On the flip side, you can’t see a smile, and hear the laugh and assume a person is fine, either.
I no longer try to generalize about how my daughter is doing by thinking or saying things like, “She’s doing better.” That doesn’t work. It’s day by day, minute by minute. When someone asks how she is I now say something like, “Today was a good day.” And that’s how we have to look at it. Accept the good with the bad and know that no matter what is going on on the outside, there is more under the surface than anyone will ever know.
One of the things I’m most proud of is how my kiddo has tackled this school year. There have been setbacks, to be sure, but for the most part, she has stuck to her goal of high school being vastly different for her. And it has been.
In just a little while, she will go into Assembly and she will give a speech. She hates talking in front of people like that. But today she will give her speech because she is running for next year’s student council. Vice President. I have no idea what the outcome will be of today’s student voting, but I know that no matter what, A- is proving something to herself.
She’s also making quite the statement, whether she realizes it or not.
She’s standing up for mental health awareness. She is standing up to the stigma and the falsehoods that surround mental health.
She is telling students with ADHD, Depression, Anxiety, Self Harm, or other invisible disabilities that they count.
Running for vice president of student council she is saying she will NOT sit in a corner alone. She is saying that just because she doesn’t do things the way others do them, or just because she battles with her own brain daily that she is not less.
She is blasting through the stereotypes of what “harmers” look like, or how they behave. She is showing how ADHD creates unique, out of the box thinking that makes for excellent leaders. She is showing that having Depression and Anxiety do not make you unworthy and that you have nothing to be ashamed of – nothing to hide from.
A- has shown herself that the quirky, awkward, weird kid that used to get made fun of has something to offer. She has made friends, and has really felt accepted by many for who she is. People have told her so many times this year that her awkwardness is “cute.” She isn’t sure how to take that one – but she has also shown her other side; the funny creative one, the caring helpful one, the loyal intelligent one. And it works. She’s unique to be sure, quirky at best, but from what I can see, it’s what people like about her.
She just had to get out of her own head and put herself out there. That was hard to do after spending years being taunted and teased.
Now, she is a determined force to be reckoned with. She has a great attitude and she is genuinely kind and helpful, which fellow students and teachers alike appreciate.
I don’t know if any of these things will be enough to get her elected as vice president, and I know how badly she wants it so I know how disappointed she will be if she doesn’t win, but I also know that that isn’t really what matters most here.

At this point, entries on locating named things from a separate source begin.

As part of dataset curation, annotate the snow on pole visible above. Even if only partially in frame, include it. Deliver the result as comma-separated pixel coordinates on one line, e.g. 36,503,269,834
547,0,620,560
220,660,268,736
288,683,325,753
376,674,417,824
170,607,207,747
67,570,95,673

What matters is the trying. It’s the doing and the standing up for what she believes in. It’s pushing the boundaries of what people expect and what they assume to be true and showing them that they are wrong. It’s about being an inspiration to those who need it and realizing your own vast potential.
People with ADHD are not lazy, stupid or clueless. Harmers are not socially inept loners. Depression isn’t always crying, withdrawal, or appearing sad. Anxiety is more than panic attacks in the restroom.
The face of invisible disabilities is the same face of every person walking around on this earth. It’s the face of every human being.
We all have a story to tell. We all have our private wars and our public face. We all have our strengths and our weaknesses. We all have something to give.
What A- is saying to her fellow students this morning, “I believe in myself, and you should too.”